The SECURE Act is the largest change to corporate retirement plan laws since the Pension Protection act of 2006, so if you are a business owner, help operate your company’s retirement plan or a CPA there are a lot of changes to be aware of.
The change to retirement plans generally fits one of three themes, which is how this article will be organized. We’ll talk about the changes that affect corporate retirement plans, when those changes go into effect and any action you should think about taking. This article is a summary, please reach out to our team if you wish to discuss how some of these changes affect your retirement plan.
These changes were put into place to encourage small businesses who don’t offer a retirement plan, to offer one for their employees.
This is a change that allows unrelated employers to create a MEP (Multiple Employer Plan). The effort of this is to lower the cost of operating a retirement plan as companies band together to leverage their assets. As always, be aware of the total cost of this plan and your fiduciary requirements before deciding to join a MEP or making a plan change.
These tax credits are given to employers for deciding to begin a retirement plan program. Credits were already available before this law change, but the SECURE Act significantly increases their value. The tax credit value has increased to up to $5,000 per year for three years of a new retirement plan.
This is a small tax credit, $500/year for three years, for small employers who begin auto-enrolling participants. This is to encourage employers to use auto-enroll features, which has been shown to increase participation rates in plans.

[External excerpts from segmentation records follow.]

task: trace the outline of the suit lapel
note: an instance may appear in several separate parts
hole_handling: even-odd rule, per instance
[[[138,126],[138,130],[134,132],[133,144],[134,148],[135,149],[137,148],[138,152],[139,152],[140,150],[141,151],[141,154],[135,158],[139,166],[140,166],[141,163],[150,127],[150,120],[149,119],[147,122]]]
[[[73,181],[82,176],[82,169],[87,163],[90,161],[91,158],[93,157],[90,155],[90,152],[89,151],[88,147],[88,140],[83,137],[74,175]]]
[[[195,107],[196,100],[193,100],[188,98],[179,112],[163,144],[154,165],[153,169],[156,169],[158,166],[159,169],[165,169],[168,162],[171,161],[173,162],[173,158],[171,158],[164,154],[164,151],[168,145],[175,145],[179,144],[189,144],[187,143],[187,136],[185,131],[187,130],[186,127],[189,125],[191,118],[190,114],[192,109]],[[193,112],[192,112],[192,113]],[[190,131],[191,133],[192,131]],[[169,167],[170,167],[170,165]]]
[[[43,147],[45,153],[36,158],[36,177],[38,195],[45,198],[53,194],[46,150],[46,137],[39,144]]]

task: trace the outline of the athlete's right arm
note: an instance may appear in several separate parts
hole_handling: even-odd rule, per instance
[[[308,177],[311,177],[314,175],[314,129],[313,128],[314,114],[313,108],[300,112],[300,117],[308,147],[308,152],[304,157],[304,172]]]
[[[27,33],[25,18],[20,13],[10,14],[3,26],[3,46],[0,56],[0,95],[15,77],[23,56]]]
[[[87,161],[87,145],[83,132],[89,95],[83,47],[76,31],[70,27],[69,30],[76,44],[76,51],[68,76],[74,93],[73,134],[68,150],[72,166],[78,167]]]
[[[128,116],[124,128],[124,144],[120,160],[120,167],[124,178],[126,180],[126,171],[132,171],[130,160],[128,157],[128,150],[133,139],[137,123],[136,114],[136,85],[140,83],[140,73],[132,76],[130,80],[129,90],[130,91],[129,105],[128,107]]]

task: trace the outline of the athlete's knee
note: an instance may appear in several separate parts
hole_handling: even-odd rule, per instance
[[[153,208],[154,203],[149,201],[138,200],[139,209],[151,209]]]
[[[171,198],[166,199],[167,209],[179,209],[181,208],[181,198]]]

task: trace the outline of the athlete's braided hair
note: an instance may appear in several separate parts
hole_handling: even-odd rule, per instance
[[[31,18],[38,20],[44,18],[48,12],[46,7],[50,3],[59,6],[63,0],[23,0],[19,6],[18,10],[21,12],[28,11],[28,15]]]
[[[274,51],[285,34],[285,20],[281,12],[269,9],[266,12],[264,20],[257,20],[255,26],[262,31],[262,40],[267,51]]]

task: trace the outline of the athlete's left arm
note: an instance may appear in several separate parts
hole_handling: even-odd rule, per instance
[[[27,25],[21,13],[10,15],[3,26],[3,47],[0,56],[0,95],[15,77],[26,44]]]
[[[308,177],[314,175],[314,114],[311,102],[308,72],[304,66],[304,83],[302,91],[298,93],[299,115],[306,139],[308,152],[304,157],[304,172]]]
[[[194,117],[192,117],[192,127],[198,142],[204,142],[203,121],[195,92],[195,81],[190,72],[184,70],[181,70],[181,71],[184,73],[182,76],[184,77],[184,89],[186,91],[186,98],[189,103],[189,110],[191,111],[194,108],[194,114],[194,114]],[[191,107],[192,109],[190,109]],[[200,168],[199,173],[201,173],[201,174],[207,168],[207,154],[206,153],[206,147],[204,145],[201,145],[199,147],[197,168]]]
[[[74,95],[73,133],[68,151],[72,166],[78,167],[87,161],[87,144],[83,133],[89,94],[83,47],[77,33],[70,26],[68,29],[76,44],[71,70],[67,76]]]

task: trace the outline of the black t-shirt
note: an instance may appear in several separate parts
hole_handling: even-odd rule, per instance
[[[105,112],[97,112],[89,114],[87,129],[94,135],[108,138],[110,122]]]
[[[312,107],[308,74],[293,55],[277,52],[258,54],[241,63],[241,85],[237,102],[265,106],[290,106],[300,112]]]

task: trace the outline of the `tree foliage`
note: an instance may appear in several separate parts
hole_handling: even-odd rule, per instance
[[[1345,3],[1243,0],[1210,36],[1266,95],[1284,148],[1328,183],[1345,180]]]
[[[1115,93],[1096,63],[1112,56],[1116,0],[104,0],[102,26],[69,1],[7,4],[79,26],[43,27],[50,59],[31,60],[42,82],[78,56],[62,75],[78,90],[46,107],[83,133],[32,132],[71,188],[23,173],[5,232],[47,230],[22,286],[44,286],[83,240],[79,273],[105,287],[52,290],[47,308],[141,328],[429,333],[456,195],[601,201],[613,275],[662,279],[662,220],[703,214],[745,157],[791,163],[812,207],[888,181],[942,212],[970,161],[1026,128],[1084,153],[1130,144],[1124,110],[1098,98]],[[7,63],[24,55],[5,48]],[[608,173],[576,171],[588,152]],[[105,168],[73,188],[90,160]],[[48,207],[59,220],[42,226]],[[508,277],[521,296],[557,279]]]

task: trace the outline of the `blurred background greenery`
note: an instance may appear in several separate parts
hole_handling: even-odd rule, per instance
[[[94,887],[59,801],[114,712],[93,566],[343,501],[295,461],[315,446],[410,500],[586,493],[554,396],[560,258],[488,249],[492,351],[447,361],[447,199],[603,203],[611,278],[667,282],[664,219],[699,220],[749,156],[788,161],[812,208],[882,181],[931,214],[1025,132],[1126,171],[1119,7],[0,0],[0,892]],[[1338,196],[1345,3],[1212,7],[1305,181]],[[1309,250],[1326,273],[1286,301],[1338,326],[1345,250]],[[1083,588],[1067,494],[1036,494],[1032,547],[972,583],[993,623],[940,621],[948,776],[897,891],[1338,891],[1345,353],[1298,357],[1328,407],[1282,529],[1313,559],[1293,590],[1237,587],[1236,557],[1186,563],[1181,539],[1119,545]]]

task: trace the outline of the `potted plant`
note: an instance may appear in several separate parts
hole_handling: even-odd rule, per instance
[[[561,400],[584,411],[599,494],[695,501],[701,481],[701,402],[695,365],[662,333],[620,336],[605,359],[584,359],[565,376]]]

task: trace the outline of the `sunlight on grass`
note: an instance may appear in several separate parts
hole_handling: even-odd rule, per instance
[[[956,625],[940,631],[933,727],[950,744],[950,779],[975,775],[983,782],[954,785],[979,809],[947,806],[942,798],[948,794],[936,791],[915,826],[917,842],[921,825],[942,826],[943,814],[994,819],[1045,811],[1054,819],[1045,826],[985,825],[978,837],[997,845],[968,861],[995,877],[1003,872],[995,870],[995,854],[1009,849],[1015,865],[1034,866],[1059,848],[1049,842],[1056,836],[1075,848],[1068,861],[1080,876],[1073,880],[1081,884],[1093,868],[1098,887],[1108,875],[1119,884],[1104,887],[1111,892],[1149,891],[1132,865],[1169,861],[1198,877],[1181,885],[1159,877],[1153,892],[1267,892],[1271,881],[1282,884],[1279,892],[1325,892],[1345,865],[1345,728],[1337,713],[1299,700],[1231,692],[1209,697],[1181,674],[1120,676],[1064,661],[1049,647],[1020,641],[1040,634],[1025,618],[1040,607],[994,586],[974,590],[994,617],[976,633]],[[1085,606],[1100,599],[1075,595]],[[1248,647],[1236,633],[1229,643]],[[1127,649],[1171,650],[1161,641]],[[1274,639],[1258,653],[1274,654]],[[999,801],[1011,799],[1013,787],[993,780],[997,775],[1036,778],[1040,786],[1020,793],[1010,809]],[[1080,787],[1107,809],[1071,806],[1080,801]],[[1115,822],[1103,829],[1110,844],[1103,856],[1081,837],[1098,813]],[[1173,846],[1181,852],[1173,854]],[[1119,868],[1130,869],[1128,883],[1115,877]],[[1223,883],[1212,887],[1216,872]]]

These changes were put into place to help participants avoid the risk of outliving their money. Having more focus on lifetime income, instead of the total balance, allows participants to better understand how prepared they are for retirement.
This provision puts in place a safe harbor for selecting annuity-like products as available investments within the plan, if certain processes are followed. This is a deeply complicated subject that is worth discussing with a 3(38) Investment Manager. Be aware of how any provider suggesting some of these investments are paid, as that can likely give you a clue to that person’s motivation.
It is incredibly hard for anyone to look at a plan statement with $500,000 balance for example and know if they are going to be okay in retirement. Most of us though, do know how much money we need monthly to live our lives. This rule pushes retirement plan providers, like your recordkeeper, to focus on providing participants a monthly estimate of retirement income so they have a clear idea of how ready they are for retirement. If you don’t already see monthly estimates on your statements, your plan provider will likely begin including them in the next few years.
Currently, if you use Auto-Enrollment Safe Harbor Provisions there is a cap of 10% on the Auto-Increase portion. The Secure Act raises the cap to 15% of income. Please review if your Auto-Enroll & Auto-Increase program falls under the relevant Safe Harbor provisions. If they do, you may consider raising your cap higher than the current 10% maximum.
This affects IRA’s mostly, but the rise in age for RMD’s affects retirement plans as well. Going forward RMD’s won’t be required until age 72, currently the age is 70.5. HR professionals, business owners and CPA’s should be aware of this change.
Currently, 401(k) plans may exclude part-time employees from participating if they do not complete 1,000 hours in a plan year. This bill would require employers to cover employees who complete at least 500 hours per year for three consecutive years. These participants would be allowed into the plan for their own deferrals but would not be required to participate in employer contributions or discrimination testing. The impact of this change is not completely clear, and this provision is one we will be studying closely over the coming months.
This would allow participants to withdraw up to $5,000 within a year of the adoption or birth of a child to cover associated expenses without a 10% penalty. Taxes would still be due on the withdrawn money.
Notice requirements are removed for Safe Harbor Non-Elective Plans (Not Safe Harbor Match Plans). There are also changes allowing more time to elect Safe-Harbor Non-Elective plans, though those decisions should be reviewed in detail with your Advisor and Third-Party Administrator.
This is not a complete overview of all the changes in the SECURE Act. There are changes we haven’t covered here; we also won’t know the ramification of some of these changes for some time. We will continue to review and analyze these changes and look forward to discussing with our clients in the days and weeks ahead.